Goldsmith released For the World Between My Ears on Sony Music Nashville in September but is already working on  his new project for Free Flight. He’s in Los Angeles writing for the album now with such songwriting greats  Dan Wilson and Rick Nowels.

Though terrestrial radio may come into play, the plan is to promote these artists primarily through digital strategies including streaming and social media. “If and when the time is right to work them at terrestrial radio, we will, but for us strategically, whether it’s [Sony Music Nashville] or Free Flight, that’s always kind of the last piece of the puzzle,” Goodman says, though he adds that when Goldsmith toured last year, they serviced his music to Triple A radio. “We thought this is probably a crowd where we should go ahead and create some awareness with Ben,” he says.

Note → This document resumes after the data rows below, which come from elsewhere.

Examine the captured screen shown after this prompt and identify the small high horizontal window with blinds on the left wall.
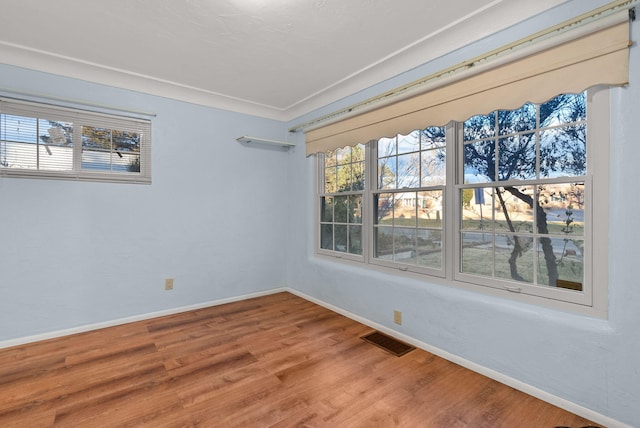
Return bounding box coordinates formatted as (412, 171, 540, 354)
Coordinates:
(0, 100, 151, 183)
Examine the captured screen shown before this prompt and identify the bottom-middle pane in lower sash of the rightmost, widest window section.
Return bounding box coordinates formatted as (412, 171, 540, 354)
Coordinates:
(495, 235, 533, 283)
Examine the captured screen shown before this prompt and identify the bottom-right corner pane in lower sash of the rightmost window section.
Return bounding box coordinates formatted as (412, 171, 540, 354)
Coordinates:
(537, 238, 584, 291)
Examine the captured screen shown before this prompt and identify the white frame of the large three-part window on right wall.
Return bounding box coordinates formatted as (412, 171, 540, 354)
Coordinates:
(314, 87, 610, 318)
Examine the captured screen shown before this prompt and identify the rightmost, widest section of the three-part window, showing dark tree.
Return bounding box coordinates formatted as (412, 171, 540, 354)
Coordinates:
(459, 93, 589, 291)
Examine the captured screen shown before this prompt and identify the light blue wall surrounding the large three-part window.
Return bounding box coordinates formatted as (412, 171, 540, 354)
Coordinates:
(287, 0, 640, 426)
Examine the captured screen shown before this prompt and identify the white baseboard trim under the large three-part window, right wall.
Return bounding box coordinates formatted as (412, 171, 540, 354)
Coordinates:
(286, 288, 632, 428)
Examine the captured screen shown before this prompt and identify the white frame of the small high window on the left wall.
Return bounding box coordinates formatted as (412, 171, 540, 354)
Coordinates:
(0, 98, 151, 184)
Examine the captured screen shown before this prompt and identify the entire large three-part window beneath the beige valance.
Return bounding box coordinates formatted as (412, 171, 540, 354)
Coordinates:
(318, 90, 608, 306)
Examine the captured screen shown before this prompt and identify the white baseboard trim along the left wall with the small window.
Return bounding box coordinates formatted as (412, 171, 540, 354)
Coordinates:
(0, 288, 289, 349)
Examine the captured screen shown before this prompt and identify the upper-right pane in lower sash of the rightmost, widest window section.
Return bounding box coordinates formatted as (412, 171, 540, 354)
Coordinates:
(537, 183, 584, 236)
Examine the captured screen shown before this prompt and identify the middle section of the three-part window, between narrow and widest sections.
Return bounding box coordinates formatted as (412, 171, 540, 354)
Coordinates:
(372, 127, 446, 274)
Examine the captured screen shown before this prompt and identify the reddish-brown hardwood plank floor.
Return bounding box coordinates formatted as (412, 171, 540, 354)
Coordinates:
(0, 293, 592, 428)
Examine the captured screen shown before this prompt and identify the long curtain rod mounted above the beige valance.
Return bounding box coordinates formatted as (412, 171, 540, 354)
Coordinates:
(289, 0, 640, 132)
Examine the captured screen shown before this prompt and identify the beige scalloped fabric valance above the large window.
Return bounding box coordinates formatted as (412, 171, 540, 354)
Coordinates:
(306, 12, 630, 156)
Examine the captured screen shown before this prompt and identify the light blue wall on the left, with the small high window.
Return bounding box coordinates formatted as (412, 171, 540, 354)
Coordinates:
(0, 65, 291, 341)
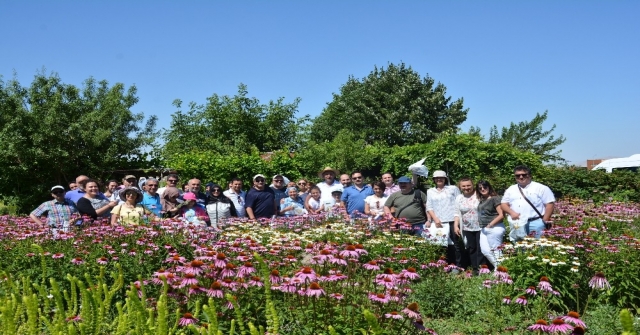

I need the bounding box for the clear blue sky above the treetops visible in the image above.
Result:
[0,0,640,165]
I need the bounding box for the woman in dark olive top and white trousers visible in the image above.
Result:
[477,180,505,267]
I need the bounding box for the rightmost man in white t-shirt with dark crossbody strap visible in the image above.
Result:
[500,165,556,238]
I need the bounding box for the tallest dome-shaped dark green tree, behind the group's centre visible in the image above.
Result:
[311,63,468,146]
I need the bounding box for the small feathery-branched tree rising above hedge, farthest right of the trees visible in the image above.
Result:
[489,111,567,163]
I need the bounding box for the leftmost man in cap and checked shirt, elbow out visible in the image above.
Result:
[29,185,78,229]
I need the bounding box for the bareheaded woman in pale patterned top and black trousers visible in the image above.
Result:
[454,177,480,275]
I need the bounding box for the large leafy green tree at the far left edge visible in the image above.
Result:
[0,74,158,210]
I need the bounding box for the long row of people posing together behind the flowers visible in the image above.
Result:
[30,166,555,272]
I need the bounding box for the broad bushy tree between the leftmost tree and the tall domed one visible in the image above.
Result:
[164,84,308,158]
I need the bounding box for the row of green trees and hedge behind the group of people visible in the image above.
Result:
[0,63,565,212]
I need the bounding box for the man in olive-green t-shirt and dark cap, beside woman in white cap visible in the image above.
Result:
[384,176,427,235]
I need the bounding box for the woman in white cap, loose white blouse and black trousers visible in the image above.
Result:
[427,170,462,267]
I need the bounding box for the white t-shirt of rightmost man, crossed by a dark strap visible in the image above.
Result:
[501,181,556,218]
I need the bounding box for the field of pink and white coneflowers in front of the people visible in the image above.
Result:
[0,201,640,334]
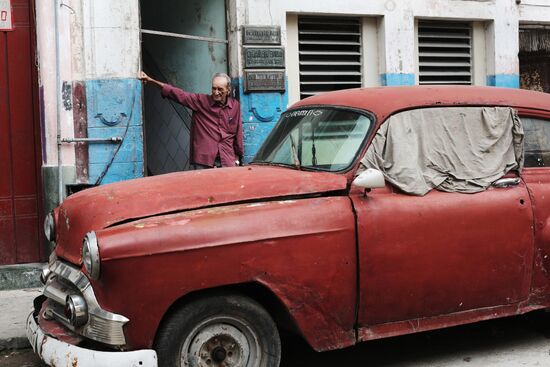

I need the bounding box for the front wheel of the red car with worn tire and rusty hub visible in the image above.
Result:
[155,295,281,367]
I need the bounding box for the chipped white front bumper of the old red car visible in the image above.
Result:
[26,312,157,367]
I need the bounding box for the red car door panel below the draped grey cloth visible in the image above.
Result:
[350,106,534,340]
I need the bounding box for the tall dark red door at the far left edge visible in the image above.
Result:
[0,0,45,265]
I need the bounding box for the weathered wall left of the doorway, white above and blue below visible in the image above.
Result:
[36,0,143,209]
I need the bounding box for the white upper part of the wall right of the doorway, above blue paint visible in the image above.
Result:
[230,0,550,103]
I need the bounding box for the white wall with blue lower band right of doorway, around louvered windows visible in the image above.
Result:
[228,0,550,159]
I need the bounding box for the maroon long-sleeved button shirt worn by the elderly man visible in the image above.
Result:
[162,84,244,167]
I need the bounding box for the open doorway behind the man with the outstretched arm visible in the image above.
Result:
[140,0,228,175]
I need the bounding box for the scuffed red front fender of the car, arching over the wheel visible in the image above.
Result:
[92,196,357,350]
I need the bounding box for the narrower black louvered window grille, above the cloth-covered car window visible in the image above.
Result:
[418,21,472,84]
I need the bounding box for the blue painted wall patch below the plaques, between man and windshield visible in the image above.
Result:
[233,78,288,163]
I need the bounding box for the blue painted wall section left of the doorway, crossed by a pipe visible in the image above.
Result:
[86,79,144,184]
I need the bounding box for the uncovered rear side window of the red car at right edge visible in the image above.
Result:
[521,117,550,167]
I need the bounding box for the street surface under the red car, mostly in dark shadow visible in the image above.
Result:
[0,312,550,367]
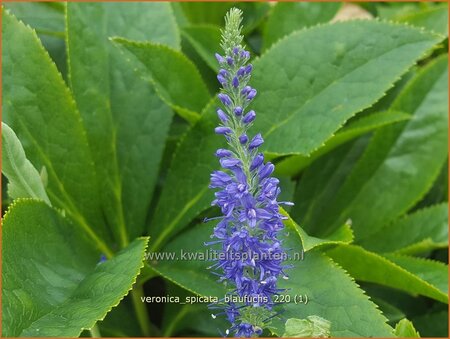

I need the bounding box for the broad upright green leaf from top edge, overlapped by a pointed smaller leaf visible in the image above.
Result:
[67,3,179,245]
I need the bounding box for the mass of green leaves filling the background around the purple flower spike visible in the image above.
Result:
[2,2,448,337]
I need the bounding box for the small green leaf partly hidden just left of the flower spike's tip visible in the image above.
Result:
[181,25,221,72]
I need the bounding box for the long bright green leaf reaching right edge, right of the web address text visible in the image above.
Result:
[327,245,448,303]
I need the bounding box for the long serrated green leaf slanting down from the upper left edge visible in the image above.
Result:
[2,12,109,252]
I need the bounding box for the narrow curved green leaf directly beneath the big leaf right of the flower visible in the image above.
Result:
[276,111,410,176]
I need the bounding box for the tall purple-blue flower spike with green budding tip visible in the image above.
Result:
[207,8,289,337]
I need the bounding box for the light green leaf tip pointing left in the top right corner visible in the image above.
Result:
[382,4,448,36]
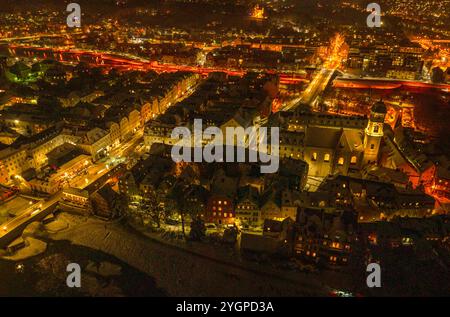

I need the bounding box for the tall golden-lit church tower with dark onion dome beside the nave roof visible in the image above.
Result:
[362,100,387,165]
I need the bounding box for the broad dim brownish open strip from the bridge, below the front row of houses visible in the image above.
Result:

For now, Sony Nashville’s existing staff will handle Free Flight’s roster, though Lindsey says “as this progresses, we’ve already discussed the possibility of staffing up and what that could look like.” There is no “magic number” when it comes to how many acts Free Flight will sign,” she adds. 

The goal is simply to sign and build  acts unfettered by attaching labels. “I don’t want people to look at Free Flight and go, ‘Oh, that’s a rock imprint’ or ‘That’s a pop imprint,’” Goodman says. “At its core, it’s just about being as broad minded as we possibly can be.”